Diretrizes nacionais (Sociedade Brasileira de Diabetes, SBD) e internacionais como a da American Diabetes Association (ADA) recomendam a interrupção da metformina quando a taxa de filtração glomerular estimada (eGFR) for menor que 30 mL/min/1,73 m², uma prática hoje praticamente universal. Contudo, as diretrizes se baseiam em precauções teóricas e em estudos observacionais antigos, sem o suporte de ensaios clínicos randomizados robustos.
Nas últimas décadas, novas evidências sobre medicações com possíveis impactos na DRC vêm melhorando os desfechos renais e cardiovasculares nessa população, como o uso de inibidores de SGLT-2, agonistas de GLP-1 e a finerenona. Contudo, o manejo da hiperglicemia continua desafiador em situações de DRC estágio IV ou V, onde restam pouquíssimas opções terapêuticas.

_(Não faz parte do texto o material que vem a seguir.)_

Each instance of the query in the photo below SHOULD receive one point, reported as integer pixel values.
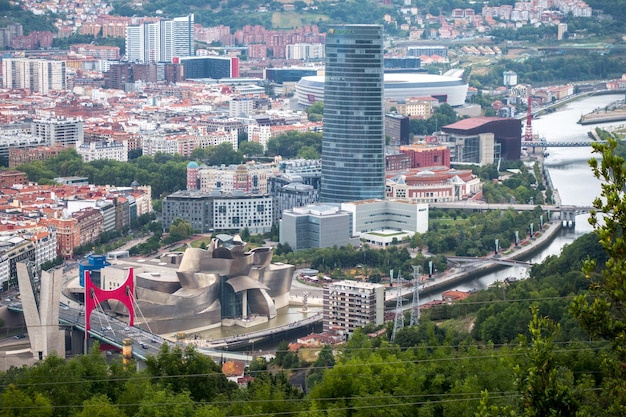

Alguns estudos sugerem que a manutenção da metformina na DRC avançada pode ser segura e até benéfica, especialmente quando usada em doses ajustadas. Estudos retrospectivos indicam que pacientes que continuam utilizando metformina podem apresentar menor mortalidade e risco cardiovascular, indo na contramão das recomendações tradicionais de descontinuação. No entanto, a ausência de um ensaio clínico randomizado (RCT) para avaliar diretamente esta questão impede que essas evidências sejam incorporadas às diretrizes.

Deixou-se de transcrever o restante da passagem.